In a letter to the judge after his conviction, Chung wrote that he believed that many people in Hong Kong still supported free expression and an independent press.
“Some of them care about the freedom and dignity of everyone in the community and are willing to pay the price of losing their own freedom,” he wrote. “It is the unshakable responsibility of journalists to report their stories and thoughts truthfully.”
Rights activists and journalist groups say the prosecution of the Stand News editors made clear the decline of press freedom in the city and raised questions about what journalistic activities the authorities might consider illegal. The Hong Kong Journalists Association, which itself has become a target of government criticism, has said it opposed using sedition laws to “prosecute people exercising their constitutional right to conduct journalism”.
In a statement in August, the Foreign Correspondents’ Club said that the Stand verdicts sent “shock waves through Hong Kong newsrooms, as well as international news organizations with bureaus in the city, as they seek to understand whether their day-to-day operations could be in violation of Hong Kong law”.
The government has hit back at those raising concerns about press freedom. “Journalists, like everyone else, have an obligation to abide by all the laws,” a government statement said. “Their freedom of commenting on and criticizing government policies remains uninhibited as long as they do not violate the law.”
Nonetheless, officials have made clear the lines have been redrawn. Stand News’ closure was preceded by the shutdown of Apple Daily, a rambunctious, pro-democracy publication owned by media mogul Jimmy Lai, who is himself on trial for national security charges. Several journalists and photographers have been denied work visas or barred from entering the city, including an Associated Press photographer who previously photographed Lai walking in a barbed wire enclosure. After a political cartoonist, Zunzi satirized the police, government officials denounced him repeatedly until the newspaper where he had worked for four decades suspended his cartoon column.
Many local news outlets have stopped reporting on efforts by Hong Kong activists, now in exile, who draw attention to China’s crackdown on the city. Other news sites have taken to placing disclaimers at the bottom of editorials saying that the opinions of editorial writers did not reflect those of the outlet and that there was no intention to violate the national security law.
Beyond facing legal risks, dozens of journalists, their families and neighbours have been targets of what appeared to be a systematic harassment campaign, including death threats, ransom letters and online trolling, the Hong Kong Journalists Association said this month.
Hong Kong authorities have also engaged in a broader crackdown on dissent. According to a database maintained by researchers at the Georgetown Centre for Asian Law, nearly 300 people have been arrested on national security or sedition offences, with more than 70 convicted.
More than 30 opposition lawmakers and prominent activists await sentencing in a mass trial.
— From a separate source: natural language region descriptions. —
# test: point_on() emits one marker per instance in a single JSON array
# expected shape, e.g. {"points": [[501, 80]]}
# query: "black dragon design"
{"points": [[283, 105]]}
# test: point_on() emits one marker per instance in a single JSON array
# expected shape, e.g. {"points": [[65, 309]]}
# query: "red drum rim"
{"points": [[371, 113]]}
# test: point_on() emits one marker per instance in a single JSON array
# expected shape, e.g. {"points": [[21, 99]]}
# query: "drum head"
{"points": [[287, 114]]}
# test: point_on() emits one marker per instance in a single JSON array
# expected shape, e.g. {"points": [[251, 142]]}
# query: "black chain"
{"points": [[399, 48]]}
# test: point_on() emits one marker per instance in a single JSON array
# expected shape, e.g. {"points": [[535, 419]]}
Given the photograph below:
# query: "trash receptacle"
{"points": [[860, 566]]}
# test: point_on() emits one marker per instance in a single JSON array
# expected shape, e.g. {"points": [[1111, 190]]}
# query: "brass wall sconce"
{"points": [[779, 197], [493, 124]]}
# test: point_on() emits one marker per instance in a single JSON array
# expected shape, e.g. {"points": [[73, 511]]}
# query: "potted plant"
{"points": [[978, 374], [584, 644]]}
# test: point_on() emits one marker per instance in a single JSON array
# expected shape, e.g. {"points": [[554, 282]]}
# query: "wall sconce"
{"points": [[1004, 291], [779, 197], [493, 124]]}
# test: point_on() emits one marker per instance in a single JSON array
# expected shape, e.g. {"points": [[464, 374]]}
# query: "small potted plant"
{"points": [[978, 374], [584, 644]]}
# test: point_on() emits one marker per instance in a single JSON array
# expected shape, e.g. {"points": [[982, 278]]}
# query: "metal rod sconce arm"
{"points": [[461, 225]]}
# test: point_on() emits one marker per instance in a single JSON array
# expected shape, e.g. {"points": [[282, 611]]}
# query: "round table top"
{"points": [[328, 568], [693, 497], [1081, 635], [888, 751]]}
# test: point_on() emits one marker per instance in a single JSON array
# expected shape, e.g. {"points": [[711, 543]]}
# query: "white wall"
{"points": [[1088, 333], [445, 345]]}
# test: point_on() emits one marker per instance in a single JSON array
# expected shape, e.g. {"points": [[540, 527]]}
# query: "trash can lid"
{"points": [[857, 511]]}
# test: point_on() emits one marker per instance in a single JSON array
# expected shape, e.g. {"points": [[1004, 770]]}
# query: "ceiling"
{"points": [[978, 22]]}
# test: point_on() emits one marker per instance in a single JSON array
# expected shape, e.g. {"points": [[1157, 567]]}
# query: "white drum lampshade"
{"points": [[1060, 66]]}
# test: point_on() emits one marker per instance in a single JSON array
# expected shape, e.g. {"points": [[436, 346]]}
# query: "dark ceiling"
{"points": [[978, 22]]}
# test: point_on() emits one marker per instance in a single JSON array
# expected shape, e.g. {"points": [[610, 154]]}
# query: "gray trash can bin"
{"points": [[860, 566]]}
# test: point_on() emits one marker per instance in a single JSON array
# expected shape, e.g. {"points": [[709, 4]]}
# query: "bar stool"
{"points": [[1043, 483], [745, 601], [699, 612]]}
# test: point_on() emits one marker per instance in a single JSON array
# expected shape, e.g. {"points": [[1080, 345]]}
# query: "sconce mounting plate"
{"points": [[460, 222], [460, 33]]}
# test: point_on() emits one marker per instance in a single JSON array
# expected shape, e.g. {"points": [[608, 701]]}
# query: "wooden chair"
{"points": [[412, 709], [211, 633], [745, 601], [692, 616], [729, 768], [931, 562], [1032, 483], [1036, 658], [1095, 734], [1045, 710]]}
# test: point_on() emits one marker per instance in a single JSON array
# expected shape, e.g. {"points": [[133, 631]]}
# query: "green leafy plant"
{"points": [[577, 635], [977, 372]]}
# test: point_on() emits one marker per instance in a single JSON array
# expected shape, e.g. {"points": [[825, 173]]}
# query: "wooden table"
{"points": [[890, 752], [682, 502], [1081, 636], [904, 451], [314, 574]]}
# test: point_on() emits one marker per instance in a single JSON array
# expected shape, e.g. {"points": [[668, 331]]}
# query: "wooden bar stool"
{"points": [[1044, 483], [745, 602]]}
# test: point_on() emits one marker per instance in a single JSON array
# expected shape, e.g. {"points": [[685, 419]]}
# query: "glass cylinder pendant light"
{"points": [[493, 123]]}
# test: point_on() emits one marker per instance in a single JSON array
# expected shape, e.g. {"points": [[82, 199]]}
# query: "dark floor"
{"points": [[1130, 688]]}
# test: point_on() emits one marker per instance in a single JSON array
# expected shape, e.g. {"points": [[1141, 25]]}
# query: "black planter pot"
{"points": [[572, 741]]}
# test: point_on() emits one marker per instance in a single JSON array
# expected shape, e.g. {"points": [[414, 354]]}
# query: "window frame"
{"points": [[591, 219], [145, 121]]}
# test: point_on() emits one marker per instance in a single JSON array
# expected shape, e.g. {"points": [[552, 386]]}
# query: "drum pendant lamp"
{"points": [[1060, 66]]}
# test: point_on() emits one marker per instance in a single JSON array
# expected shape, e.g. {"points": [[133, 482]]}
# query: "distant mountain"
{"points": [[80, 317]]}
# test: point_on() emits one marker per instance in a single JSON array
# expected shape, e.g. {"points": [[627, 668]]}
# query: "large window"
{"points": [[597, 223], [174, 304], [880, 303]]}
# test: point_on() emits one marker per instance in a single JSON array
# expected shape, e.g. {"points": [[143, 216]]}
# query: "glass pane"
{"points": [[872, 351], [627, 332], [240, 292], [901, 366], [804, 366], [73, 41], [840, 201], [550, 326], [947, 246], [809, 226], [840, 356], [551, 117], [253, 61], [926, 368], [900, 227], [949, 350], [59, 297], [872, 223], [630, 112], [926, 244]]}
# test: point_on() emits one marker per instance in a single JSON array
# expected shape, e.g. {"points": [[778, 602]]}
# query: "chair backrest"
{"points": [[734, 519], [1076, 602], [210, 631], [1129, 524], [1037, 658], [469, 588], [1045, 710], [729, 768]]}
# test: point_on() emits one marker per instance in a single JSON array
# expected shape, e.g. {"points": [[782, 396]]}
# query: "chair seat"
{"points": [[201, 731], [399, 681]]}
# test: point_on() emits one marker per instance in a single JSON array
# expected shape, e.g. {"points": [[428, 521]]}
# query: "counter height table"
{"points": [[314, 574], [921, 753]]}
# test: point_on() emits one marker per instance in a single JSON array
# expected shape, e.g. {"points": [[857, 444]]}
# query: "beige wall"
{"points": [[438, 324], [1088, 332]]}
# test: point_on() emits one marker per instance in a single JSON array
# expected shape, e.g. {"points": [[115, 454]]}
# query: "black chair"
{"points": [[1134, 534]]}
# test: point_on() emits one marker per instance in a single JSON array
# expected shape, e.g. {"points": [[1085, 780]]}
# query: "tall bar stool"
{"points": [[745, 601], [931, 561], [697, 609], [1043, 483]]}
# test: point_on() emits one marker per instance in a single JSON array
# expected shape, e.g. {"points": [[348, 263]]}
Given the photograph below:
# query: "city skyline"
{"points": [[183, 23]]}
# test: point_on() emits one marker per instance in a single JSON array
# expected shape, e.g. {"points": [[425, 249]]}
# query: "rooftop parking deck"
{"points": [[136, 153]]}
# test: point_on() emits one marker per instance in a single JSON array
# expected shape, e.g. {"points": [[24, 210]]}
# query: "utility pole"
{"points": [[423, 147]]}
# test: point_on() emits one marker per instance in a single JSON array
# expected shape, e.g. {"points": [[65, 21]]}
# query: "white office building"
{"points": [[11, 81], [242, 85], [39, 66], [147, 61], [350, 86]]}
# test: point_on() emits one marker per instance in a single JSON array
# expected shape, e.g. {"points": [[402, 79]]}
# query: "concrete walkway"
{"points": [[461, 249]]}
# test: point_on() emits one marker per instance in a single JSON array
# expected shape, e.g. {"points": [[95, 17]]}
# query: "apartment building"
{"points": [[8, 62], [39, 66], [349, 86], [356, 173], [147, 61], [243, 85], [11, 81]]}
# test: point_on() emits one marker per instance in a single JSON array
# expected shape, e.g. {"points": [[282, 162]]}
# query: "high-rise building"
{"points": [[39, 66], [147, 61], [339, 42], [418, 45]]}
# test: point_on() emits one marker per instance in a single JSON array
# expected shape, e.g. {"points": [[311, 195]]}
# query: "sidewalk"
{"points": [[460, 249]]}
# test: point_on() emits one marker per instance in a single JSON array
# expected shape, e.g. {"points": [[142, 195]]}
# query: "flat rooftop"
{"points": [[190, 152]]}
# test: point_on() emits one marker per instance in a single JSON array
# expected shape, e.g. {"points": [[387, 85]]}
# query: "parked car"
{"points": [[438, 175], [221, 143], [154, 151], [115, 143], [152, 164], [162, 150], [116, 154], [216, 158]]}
In a separate case, Lai, the media tycoon accused of conspiracy and collusion with foreign forces, faces what many experts expect will be a lengthy prison sentence.
Before announcing the sentences on Thursday, Judge Kwok Wai-kin said that imprisonment was the “only appropriate punishment” for publishing articles he described as seditious. Stand News was not solely a news outlet without a political stance, he said, but rather it was a participant in a movement at a time when many lacked trust in the government.
Some editorials failed to provide context and balanced analysis, he said, and a star reporter later ran for office as an opposition candidate. The cumulative effect, he said, was “serious, unquantifiable harm to the public.”